If you ask me too many things are already defined with closures, and while it makes sense to register arrays of services like this, I don't believe it does the rest of the time.

Ie: in the pimple issue you linked the solution to the author's problem is just not to use extend():

$c['some_value'] = array(1, 2, 3);
$c['some_value'] = array_merge($c['some_value'], array(4, 5));
hkdobrev commented 6 years ago

@skalpa I have something like this:

$app->register(new TwigServiceProvider(), [
    'twig.options' => [
        'cache' => $app['caching']
            ? $app['cache.dir'].'/twig'
            : false,
    ],
]);

When running cache:clear in our Silex app we perform something very similar to the latest cache:clear implementation in Symfony 4 with a cache clearer and a cache warmer. In Symfony, the kernel could be reloaded now and the DIC could be re-compiled. However, with Silex and Pimple it's quite easier if the cache.dir service in Pimple is not retrieved during registering of providers so it could be overridden during the cache clearing and warming with a custom value.

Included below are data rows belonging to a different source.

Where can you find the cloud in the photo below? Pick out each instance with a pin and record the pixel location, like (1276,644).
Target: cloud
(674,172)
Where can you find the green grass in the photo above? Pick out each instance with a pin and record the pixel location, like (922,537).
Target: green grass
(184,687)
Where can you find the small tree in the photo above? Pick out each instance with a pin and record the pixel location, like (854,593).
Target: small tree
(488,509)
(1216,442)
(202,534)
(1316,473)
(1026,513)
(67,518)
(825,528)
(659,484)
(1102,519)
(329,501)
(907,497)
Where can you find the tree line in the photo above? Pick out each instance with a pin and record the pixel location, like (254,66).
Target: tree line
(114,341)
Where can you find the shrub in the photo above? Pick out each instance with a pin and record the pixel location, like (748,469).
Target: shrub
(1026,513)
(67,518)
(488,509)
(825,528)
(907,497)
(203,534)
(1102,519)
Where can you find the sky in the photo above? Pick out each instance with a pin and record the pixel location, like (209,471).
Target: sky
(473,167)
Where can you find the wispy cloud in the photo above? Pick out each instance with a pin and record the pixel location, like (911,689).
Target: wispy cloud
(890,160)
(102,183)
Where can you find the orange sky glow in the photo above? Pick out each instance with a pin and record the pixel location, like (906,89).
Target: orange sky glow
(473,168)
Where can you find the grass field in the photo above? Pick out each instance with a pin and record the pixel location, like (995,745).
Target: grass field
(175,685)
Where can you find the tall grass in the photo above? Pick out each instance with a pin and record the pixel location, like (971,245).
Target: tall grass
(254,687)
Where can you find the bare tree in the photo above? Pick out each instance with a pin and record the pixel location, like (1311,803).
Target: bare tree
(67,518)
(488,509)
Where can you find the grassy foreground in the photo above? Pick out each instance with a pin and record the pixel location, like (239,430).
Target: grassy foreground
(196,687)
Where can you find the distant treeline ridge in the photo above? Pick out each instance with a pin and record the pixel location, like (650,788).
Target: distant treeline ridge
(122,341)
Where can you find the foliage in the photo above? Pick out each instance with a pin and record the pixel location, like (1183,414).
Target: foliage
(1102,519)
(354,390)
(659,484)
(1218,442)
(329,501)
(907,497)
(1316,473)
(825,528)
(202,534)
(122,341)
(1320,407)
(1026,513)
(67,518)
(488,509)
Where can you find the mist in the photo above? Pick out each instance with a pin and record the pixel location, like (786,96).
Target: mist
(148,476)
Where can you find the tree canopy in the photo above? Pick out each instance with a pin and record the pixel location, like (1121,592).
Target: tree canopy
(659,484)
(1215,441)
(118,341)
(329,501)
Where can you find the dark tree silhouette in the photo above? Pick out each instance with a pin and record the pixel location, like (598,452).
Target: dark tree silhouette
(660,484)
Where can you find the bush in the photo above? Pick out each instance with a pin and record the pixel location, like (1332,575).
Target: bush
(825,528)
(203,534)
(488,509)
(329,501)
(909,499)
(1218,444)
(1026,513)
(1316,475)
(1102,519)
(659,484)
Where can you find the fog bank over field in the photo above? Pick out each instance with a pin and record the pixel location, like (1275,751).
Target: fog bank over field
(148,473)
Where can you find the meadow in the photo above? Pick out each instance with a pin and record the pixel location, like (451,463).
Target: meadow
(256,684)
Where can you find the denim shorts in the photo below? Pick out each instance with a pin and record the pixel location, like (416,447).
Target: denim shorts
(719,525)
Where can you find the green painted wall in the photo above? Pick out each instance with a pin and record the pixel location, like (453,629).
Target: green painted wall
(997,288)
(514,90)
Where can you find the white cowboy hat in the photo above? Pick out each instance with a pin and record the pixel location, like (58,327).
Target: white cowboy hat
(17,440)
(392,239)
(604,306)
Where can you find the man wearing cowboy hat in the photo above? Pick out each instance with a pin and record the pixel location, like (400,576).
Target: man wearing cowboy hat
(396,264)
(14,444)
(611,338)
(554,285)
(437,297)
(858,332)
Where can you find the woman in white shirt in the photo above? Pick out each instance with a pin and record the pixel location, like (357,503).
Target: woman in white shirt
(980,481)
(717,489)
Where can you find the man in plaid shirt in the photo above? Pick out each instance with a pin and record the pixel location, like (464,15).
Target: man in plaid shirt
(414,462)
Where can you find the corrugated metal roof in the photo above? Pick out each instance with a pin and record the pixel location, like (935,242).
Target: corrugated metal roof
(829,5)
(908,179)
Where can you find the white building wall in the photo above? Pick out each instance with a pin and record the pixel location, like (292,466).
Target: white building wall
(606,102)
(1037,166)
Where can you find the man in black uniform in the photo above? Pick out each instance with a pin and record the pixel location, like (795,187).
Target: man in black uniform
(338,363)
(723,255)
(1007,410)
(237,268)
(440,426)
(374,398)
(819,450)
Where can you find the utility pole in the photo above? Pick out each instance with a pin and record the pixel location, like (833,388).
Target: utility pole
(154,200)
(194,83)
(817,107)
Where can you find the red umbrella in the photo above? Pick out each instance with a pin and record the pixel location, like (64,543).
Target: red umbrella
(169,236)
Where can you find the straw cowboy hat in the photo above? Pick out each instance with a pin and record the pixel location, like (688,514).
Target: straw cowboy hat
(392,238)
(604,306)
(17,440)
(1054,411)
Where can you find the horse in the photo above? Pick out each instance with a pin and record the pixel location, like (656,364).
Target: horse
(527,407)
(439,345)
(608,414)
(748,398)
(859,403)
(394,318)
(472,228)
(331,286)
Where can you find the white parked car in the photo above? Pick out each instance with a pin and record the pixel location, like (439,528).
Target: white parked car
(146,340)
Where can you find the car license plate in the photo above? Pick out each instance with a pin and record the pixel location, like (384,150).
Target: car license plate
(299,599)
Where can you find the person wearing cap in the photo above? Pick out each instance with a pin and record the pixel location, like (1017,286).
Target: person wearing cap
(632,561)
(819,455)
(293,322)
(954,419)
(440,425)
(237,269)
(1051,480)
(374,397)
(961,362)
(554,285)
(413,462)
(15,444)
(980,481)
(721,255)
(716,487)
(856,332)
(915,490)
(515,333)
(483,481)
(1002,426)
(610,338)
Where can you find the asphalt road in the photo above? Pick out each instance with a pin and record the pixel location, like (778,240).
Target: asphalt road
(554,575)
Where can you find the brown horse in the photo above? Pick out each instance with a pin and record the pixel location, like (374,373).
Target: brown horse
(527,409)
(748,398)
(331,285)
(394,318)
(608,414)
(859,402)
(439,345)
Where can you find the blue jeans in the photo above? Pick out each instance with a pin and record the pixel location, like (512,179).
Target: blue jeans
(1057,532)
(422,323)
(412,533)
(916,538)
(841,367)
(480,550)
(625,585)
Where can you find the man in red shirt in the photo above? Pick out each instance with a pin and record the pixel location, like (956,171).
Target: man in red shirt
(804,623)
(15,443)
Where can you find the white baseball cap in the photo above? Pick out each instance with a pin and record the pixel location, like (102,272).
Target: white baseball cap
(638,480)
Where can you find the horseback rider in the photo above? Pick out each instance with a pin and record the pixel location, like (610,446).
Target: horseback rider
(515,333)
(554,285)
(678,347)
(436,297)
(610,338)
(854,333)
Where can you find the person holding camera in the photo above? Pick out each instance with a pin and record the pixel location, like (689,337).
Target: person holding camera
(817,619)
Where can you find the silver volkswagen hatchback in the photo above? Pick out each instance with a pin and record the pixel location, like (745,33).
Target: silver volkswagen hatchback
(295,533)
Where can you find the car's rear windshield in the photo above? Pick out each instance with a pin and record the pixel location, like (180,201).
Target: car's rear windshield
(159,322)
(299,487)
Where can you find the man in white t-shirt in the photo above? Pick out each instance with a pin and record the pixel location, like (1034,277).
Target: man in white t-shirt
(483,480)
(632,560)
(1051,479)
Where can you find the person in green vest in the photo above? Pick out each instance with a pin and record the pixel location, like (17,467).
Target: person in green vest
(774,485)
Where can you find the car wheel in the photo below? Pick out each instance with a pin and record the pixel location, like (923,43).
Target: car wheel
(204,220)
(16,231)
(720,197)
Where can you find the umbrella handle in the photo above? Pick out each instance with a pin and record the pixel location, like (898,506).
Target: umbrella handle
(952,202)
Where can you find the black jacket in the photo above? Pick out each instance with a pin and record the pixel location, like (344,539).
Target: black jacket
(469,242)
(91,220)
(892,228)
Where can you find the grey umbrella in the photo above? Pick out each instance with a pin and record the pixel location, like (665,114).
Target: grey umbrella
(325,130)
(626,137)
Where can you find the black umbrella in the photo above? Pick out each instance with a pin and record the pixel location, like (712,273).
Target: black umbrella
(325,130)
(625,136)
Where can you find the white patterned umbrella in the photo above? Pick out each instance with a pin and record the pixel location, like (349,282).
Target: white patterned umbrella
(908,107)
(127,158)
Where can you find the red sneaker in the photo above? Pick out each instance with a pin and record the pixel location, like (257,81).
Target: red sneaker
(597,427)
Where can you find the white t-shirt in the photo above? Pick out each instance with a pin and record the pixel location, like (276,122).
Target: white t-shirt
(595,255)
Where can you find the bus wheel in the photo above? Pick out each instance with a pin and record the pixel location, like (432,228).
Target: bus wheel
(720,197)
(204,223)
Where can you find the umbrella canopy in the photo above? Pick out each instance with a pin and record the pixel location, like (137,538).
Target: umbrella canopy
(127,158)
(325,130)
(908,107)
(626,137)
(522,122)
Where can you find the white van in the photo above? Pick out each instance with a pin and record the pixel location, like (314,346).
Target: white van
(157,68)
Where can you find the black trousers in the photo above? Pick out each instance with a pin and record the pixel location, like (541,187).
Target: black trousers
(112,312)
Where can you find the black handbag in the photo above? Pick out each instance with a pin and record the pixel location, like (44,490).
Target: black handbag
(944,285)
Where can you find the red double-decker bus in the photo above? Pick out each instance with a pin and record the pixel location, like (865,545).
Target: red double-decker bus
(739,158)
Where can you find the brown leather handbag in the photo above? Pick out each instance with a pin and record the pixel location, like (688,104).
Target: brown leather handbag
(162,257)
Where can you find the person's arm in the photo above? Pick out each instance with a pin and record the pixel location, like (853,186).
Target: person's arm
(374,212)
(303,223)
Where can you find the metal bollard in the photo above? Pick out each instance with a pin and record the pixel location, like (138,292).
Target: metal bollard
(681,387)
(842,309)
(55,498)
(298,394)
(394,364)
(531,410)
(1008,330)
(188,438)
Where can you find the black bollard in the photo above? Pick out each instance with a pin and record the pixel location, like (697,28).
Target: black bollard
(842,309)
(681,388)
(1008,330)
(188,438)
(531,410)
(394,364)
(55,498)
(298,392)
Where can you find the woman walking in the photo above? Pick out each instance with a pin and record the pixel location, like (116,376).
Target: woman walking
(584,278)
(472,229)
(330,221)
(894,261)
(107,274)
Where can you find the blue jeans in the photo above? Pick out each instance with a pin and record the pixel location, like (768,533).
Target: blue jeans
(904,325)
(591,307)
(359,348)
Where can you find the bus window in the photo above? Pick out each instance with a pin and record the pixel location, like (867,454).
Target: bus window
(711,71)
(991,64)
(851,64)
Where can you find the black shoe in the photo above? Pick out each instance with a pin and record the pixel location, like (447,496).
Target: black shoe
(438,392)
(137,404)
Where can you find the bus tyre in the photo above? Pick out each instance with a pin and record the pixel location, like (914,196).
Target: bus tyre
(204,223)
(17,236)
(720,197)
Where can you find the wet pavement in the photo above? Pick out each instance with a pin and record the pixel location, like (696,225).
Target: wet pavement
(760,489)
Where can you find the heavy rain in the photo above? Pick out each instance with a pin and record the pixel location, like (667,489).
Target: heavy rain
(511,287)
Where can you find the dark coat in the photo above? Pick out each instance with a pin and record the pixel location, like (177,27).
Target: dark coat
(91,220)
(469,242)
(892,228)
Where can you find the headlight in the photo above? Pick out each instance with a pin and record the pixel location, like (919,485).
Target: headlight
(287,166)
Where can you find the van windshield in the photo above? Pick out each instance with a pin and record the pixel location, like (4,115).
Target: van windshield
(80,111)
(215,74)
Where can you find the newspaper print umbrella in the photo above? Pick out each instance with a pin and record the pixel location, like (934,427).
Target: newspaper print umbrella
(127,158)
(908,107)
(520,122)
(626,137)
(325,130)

We went over everything using cache.dir so early and we successfully used closures around all except for TwigServiceProvider.

In the end, we overcame the problem in our cache:clear command, but it's a bit more complex and has more assumptions, because of this limitation.

I understand you shouldn't wrap everything in closures, but the service provider should allow it in cases when it just needs scalars from the container. It shouldn't try to write to the same key in the container when it exposes it for overriding to the user.

skalpa commented 6 years ago

What you're doing is extremely fragile. Best practices dictate that:

Changing the content at a very late stage will force you to ensure the value you are changing has not been used yet and implement workarounds to make sure that is the case (which is the problem you're facing).

If I understand what you're doing, then I would recommend that you do something similar to what the framework command does: let your console command instantiate a second instance of your application that would have a different value set for cache.dir, and use this application to warm up your caches.